WAR IN UKRAINEWhy Did So Many Get the Ukraine Invasion Predictions So Wrong?

By Mike Eckel

Published 17 February 2023

As the drumbeat of war grew louder in the months before February 24, 2022, many Western intelligence officers, military analysts, and political scientists believed Russia would not invade. Wrong. They also looked hard at what was known about Russia’s modernized, reformed, and well-financed armed forces — and many believed that if Russia invaded, Ukraine’s military would be routed. Wrong again.

On February 22, 2022, Josep Borrell, the European Union’s foreign policy chief, took a phone call from the United States’ top diplomat.

According to Borrell, U.S. Secretary of State Antony Blinken told him that Russia, after months of building up a massive military force on Ukraine’s border, was, in fact, going to invade.

“Tony Blinken phoned me and told me, ‘Well, it is going to happen this weekend’,” Borrell recalled in a speech months later. “And certainly, two days later, at 5 o’clock in the morning, they started bombing Kyiv. We did not believe that this was going to happen.

“We did not believe that the war was coming,” he said.

As the drumbeat of war grew louder in the months before February 24, 2022, Western intelligence officers, military analysts, and political scientists struggled to divine Russian President Vladimir Putin’s intentions. They also looked hard at what was known about Russia’s modernized, reformed, and well-financed armed forces — not to mention the ragtag, underequipped state of Ukraine’s military.

Many believed Russia would not invade. Wrong.

And many believed that if it did, Ukraine’s military would be routed, Kyiv would be captured in a matter of days, and the government would fall. Wrong again.

One year on, as the war rages with no end in sight, analysts are still trying to piece together how most of the Western world got so much so wrong.

“Clearly, I did not make the big call, which would have been to join those who had been convinced for some time that a big war was about to start,” Lawrence Freedman, a professor emeritus of war studies at King’s College London, said in a commentary in late December. “I was becoming increasingly persuaded of its possibility, but it still seemed to be such a self-evidently stupid move that I assumed that Putin had better options.”

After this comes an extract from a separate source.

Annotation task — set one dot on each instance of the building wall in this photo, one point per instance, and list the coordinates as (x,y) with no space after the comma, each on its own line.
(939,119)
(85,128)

In an interview, Freedman said that, in hindsight, both U.S. officials and their British counterparts were correct in their predictions that Putin would order the invasion to go forward.

“The big call that the Americans and British made turned out to be right,” he told RFE/RL.

“Undoubtedly, it was a great intelligence success,” said Konrad Muzyka, a Polish-based defense analyst. “We’re used to talking about intelligence failures when it comes to the U.S.: the failures to predict the invasion of Georgia, Syria, all the stuff during the Cold War, the invasion of Hungary, Czechoslovakia.”